NEW YORK — TV station operator Tegna Inc. has cut off Dish Network subscribers' access to its local channels in more than three dozen markets, including CBS affiliate WTSP-Channel 10 in Tampa Bay, because of a contract dispute between the two sides.
At issue is that satellite broadcaster Dish refuses to pay the rate increase pushed by Tegna for retransmission consent fees. A new deal would allow Dish to continue carrying 46 television stations in 38 markets across 33 states operated by Tegna.
The companies fired shots at each other in separate statements released late Friday. Dish, based in Englewood, Colo., said it offered a short-term contract extension to Tegna while negotiations continued. "Tegna had nothing to lose and consumers had everything to gain by leaving the channels up," said Warren Schlichting, Dish senior vice president of programming. "Instead, Tegna chose to turn its back on its public interest obligations and use innocent consumers as bargaining chips."
R. Stanton Dodge, Dish's executive vice president and general counsel, said that Tegna's decision to cut off access to subscribers is a "prime example of why Washington needs to stand up for consumers and end local channel blackouts."

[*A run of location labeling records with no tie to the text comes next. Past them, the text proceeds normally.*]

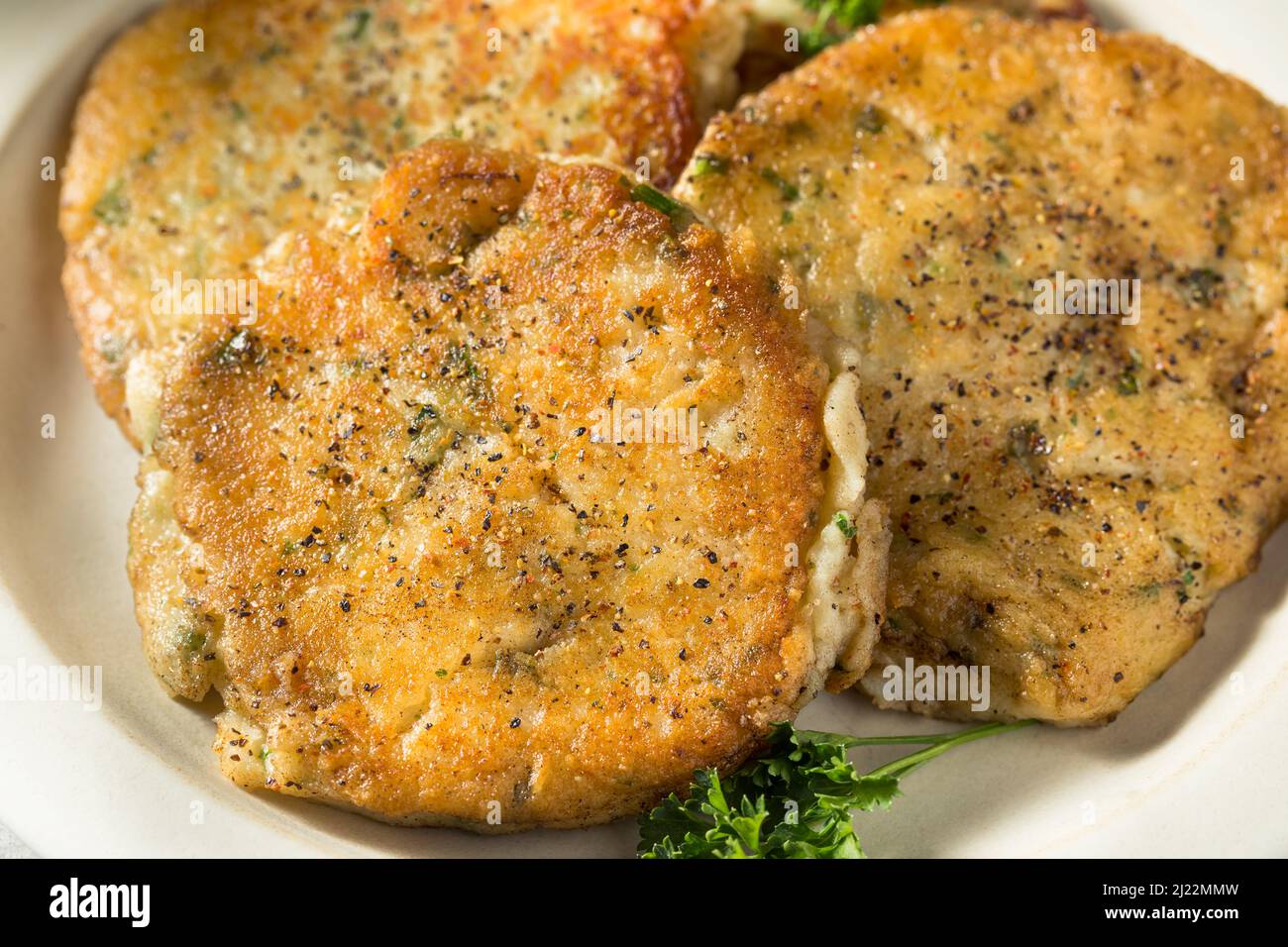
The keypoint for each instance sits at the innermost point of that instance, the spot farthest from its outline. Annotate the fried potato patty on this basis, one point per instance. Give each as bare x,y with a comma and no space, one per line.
518,504
213,127
1069,484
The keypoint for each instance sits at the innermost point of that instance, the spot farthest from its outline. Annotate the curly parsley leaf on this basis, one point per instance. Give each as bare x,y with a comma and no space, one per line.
836,20
795,801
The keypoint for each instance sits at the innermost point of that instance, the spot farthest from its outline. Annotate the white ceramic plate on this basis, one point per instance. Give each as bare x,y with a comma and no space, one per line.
1193,767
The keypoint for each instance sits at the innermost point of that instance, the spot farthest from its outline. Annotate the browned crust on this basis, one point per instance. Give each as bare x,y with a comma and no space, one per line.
480,249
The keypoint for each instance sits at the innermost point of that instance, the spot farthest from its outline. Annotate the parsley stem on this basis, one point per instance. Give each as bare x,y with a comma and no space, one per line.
939,744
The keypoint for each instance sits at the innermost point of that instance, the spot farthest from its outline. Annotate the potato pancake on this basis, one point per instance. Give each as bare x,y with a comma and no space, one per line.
1070,478
210,128
519,501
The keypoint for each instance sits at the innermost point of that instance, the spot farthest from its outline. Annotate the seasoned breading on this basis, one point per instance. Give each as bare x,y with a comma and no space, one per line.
777,30
213,127
520,501
1068,492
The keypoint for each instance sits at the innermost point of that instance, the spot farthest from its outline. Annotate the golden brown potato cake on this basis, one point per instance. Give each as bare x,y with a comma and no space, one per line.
768,53
213,127
406,528
1068,492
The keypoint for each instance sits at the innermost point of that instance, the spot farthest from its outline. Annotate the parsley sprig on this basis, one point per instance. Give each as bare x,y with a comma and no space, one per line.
836,20
795,801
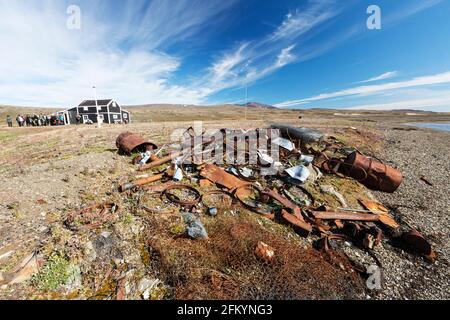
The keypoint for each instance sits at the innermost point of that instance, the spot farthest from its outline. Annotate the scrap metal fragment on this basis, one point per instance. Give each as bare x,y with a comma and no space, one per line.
264,252
356,216
161,161
221,177
382,211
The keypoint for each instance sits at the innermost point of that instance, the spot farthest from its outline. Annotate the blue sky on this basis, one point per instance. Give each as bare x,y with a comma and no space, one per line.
292,54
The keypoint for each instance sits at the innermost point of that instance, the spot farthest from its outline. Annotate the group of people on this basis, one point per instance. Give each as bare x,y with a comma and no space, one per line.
36,120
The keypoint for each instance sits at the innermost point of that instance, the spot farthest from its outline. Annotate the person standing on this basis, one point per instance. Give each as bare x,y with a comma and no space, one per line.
9,121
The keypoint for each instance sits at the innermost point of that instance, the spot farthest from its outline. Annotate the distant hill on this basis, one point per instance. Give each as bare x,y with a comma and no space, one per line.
258,105
14,111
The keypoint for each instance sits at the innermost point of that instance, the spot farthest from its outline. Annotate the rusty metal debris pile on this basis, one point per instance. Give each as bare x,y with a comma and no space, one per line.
288,188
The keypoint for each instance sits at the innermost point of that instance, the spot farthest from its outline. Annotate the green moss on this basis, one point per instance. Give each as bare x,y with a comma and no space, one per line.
56,272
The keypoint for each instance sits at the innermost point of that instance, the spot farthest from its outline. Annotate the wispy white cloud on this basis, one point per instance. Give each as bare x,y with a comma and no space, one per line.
440,78
49,65
124,48
384,76
440,103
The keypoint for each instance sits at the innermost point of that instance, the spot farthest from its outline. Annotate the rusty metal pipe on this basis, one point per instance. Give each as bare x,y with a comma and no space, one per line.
357,216
141,182
160,162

Tegna, based in McLean, Va., said Dish routinely drops valued cable and broadcast channels and called it a "serial dropper of channels." It said it has always been able to reach a fair agreement with other providers without disrupting viewers. It noted that Dish is "preventing its customers from accessing valued channels, even as customers continue to pay for that content."
There's a lot at stake. Tegna is the largest independent station group of major network affiliates in the top 25 markets, reaching about one third of all TV households nationwide, according to its website. It's the largest independent owner of NBC and CBS affiliates in the country and is the fourth-largest owner of ABC affiliates.